The center will celebrate its first anniversary with a ticketed event on Sunday, Dec. 9. Attendees can enjoy food and drinks from 11 a.m. to 1 p.m. Tickets, priced at $15, are available in advance by stopping in to Watermark or at the door on the day of the event. Each ticket purchase includes a chance to win a piece of pottery created by Dave and Jo Hamilton.

After more than three decades in the Carnegie Library building and a short stay in temporary quarters on Beltrami Avenue, the move to the former Lueken's building at 505 Bemidji Ave. N. gave the Watermark new life and visibility.

"The enthusiasm and how the community has embraced the new art center has just been overwhelming," said Lori Forshee-Donnay, the Watermark's executive director. "We knew people were excited, we knew people were wanting this, but we hit the ground running and we haven't stopped."

Lori Yourd, president of the Watermark board, echoed those sentiments.

"We had many dreams about what it would mean for the community," Yourd said. "The first year has shown us that dreams do come true, often in ways far beyond what we could have imagined."

Forshee-Donnay said she has noticed a difference in the way visitors interact with the art exhibits.

"They come in and they actually spend time with the work," she said. "The space has been so comfortable and inviting. It's expansive compared to what we had, but still has an intimate feeling so people can engage with the work and spend time with it. There is so much visual art in Bemidji. This is the space that our artists needed to share their work. This is the space that we needed to share the (Bemidji State) university collections so people in the community had access to it. It's the space that allows us to go beyond that, to bring artists from outside the area."
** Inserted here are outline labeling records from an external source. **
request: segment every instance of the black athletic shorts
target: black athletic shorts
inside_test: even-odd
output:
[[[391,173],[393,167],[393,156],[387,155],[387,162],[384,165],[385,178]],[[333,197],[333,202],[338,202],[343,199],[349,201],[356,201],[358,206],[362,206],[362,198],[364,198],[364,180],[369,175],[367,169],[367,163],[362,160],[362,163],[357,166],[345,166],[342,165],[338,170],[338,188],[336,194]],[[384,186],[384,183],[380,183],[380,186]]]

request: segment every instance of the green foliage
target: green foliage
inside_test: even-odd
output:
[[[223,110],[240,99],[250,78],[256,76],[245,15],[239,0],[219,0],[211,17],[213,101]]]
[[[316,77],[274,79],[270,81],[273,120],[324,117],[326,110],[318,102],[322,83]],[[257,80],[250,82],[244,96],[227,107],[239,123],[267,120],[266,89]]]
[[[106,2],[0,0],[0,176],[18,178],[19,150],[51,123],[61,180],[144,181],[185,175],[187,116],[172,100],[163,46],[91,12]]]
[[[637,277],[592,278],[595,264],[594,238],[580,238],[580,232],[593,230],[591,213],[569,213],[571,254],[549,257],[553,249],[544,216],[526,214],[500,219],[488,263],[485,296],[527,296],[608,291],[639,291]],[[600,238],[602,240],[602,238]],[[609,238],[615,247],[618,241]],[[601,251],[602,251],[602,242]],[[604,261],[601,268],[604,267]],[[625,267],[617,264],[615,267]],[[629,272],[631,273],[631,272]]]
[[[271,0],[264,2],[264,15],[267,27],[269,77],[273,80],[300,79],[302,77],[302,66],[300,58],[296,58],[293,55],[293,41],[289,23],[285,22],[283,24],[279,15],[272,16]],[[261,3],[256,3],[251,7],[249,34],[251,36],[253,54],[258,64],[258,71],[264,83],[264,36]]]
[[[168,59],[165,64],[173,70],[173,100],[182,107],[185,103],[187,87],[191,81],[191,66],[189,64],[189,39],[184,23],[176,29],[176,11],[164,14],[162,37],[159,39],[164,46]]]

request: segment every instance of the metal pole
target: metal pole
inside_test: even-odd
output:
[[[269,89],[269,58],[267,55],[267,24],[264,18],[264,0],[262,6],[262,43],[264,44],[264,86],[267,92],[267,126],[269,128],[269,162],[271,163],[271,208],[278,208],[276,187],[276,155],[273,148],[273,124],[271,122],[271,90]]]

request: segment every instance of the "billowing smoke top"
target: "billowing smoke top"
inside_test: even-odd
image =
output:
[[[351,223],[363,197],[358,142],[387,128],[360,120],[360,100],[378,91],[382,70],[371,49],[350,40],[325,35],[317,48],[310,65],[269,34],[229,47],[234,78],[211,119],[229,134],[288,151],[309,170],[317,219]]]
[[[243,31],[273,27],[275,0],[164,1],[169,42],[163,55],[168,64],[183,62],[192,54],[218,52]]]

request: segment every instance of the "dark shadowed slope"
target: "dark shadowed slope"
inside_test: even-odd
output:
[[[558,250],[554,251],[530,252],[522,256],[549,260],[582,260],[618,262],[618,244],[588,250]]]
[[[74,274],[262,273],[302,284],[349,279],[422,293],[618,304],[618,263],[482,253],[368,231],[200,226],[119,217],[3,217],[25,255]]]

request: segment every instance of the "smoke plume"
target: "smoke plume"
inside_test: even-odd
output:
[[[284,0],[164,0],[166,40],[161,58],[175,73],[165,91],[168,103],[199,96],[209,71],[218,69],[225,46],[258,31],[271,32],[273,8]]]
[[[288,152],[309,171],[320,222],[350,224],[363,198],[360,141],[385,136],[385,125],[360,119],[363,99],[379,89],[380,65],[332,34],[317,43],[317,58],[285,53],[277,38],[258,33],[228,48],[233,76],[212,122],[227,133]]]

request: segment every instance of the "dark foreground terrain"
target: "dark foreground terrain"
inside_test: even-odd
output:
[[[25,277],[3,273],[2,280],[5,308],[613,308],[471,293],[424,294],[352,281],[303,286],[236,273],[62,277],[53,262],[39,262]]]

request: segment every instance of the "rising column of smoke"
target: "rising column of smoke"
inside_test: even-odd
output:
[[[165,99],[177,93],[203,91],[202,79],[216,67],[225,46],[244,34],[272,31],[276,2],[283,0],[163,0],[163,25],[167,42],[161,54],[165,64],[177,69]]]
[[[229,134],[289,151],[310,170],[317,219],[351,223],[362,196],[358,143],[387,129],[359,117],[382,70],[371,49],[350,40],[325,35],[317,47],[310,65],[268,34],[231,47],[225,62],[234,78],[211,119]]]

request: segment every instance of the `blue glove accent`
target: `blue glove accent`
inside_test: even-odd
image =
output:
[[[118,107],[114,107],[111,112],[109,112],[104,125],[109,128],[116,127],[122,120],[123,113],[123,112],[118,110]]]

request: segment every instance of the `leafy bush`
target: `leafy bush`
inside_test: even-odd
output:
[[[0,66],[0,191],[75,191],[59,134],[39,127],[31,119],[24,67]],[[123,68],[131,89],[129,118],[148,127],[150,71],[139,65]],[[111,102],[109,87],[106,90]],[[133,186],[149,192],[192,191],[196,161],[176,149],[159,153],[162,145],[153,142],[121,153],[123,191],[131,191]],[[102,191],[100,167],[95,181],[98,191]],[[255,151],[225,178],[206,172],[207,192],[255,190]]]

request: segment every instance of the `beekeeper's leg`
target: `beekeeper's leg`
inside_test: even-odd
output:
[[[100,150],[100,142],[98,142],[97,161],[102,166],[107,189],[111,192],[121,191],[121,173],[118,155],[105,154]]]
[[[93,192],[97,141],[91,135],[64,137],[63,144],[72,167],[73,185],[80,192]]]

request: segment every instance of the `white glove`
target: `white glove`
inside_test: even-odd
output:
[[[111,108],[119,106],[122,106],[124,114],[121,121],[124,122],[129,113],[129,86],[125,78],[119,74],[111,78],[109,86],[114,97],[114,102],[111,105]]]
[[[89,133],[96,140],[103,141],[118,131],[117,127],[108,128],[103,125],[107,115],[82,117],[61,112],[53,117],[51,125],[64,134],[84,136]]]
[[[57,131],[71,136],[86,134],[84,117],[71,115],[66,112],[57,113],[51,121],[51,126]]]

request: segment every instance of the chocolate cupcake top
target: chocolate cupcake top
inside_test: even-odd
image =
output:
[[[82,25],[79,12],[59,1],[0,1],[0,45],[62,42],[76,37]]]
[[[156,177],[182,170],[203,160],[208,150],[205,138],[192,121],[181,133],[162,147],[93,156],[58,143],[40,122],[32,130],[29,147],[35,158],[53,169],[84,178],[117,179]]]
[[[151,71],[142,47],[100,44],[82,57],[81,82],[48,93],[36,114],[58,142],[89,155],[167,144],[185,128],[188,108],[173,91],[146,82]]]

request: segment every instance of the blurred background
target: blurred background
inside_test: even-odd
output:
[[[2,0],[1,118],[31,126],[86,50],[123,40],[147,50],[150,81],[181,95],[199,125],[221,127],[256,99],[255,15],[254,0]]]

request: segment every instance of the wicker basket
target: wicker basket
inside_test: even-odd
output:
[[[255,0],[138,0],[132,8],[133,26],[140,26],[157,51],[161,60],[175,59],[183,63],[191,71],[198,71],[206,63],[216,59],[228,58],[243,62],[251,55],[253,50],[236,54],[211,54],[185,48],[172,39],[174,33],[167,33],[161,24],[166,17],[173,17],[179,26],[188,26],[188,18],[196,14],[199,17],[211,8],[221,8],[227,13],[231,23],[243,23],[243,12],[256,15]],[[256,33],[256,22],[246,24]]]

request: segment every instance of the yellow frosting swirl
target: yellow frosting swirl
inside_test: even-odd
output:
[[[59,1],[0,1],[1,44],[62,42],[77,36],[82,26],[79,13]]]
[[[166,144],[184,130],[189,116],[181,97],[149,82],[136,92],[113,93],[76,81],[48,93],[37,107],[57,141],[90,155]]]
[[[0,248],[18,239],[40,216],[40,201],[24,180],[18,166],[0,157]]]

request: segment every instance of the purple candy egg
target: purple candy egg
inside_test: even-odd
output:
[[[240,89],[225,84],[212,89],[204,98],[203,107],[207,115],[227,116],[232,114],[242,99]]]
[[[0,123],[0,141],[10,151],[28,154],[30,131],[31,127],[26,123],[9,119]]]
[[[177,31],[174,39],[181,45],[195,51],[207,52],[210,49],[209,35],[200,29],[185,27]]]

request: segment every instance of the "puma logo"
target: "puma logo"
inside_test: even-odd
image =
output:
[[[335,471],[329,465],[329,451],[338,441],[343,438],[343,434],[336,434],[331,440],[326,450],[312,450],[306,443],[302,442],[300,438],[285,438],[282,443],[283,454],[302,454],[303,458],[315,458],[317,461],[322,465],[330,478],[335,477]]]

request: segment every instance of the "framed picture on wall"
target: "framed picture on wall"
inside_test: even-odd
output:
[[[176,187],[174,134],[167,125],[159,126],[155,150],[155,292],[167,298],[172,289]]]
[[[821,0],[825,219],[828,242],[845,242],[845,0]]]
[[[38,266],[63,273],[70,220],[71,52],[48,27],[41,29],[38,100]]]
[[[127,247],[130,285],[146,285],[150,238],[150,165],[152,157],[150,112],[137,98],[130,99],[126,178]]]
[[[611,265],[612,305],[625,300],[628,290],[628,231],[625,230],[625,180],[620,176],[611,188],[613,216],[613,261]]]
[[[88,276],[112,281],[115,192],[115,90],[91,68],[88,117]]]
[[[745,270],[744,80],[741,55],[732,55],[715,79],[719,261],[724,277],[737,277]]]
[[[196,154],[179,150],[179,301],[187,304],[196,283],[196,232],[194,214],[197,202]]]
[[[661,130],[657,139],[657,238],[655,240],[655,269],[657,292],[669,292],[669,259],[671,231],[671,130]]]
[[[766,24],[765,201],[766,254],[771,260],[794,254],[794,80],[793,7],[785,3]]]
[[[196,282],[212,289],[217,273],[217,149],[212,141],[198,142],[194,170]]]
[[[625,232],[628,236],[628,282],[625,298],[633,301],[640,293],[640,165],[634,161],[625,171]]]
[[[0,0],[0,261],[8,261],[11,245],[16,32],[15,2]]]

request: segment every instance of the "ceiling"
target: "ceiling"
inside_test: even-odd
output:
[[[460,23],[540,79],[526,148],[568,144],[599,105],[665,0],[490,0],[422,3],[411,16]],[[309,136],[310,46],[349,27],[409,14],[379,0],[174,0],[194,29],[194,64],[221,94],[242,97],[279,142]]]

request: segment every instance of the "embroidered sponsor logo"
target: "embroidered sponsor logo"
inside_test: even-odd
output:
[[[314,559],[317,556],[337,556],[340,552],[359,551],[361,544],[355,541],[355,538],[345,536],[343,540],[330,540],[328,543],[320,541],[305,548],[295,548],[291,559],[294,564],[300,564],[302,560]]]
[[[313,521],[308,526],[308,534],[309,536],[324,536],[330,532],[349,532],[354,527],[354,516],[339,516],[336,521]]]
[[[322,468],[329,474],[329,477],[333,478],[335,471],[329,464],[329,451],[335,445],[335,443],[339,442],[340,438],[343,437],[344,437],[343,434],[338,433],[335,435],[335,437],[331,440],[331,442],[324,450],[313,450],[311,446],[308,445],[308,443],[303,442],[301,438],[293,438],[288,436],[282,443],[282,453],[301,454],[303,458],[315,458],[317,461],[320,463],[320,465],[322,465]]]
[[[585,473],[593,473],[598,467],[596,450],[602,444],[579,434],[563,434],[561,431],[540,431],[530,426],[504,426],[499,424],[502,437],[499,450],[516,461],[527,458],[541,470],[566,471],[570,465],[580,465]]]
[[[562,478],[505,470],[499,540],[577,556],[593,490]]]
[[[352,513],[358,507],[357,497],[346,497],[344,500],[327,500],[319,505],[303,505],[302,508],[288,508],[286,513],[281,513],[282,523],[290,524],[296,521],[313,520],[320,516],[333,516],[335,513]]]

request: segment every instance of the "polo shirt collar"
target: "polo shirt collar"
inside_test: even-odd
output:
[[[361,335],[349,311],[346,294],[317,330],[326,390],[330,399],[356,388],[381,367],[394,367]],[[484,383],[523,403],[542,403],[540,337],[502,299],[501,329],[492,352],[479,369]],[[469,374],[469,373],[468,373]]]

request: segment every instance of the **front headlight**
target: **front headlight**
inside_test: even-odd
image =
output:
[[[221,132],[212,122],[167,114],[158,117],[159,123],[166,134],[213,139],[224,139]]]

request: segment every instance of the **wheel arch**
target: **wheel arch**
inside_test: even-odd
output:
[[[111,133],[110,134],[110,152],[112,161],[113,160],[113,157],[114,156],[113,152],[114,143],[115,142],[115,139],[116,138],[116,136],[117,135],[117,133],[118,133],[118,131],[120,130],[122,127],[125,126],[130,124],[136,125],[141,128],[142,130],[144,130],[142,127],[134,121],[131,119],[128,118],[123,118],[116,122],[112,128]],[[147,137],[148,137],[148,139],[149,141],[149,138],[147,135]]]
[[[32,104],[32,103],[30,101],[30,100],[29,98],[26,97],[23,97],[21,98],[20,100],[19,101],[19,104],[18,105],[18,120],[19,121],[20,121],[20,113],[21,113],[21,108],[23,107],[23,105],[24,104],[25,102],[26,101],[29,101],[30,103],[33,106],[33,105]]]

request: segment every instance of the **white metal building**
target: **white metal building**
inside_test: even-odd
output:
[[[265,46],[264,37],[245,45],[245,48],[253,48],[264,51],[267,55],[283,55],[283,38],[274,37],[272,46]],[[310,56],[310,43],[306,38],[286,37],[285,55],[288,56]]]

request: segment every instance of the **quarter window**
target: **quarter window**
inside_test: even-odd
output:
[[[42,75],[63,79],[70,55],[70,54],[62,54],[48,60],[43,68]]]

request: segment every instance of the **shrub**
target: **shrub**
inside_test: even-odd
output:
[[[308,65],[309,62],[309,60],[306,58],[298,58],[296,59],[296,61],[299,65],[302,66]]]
Artists like Davidson agree.

"The word the comes into my mind is quality," Davidson said. "The building itself and the remarkable style of it and the beauty of it, which is unusual in a city of this size, is thrilling. The addition of art show and exhibitions that have come through that also answered the need for quality. Not only for artists who live in Bemidji, but also artists from outside."

And that front window?

"The architects refer to that as a lantern effect," Forshee-Donnay said. "It's very intentional that we leave the lights on at night. After three-plus decades of being somewhat invisible in our building, to be able to have people drive by and see that, it's been like our calling card. The work brings people in. When we had Bud Burger's sculpture there we had so many people coming because they could see it through the window. It's more welcoming."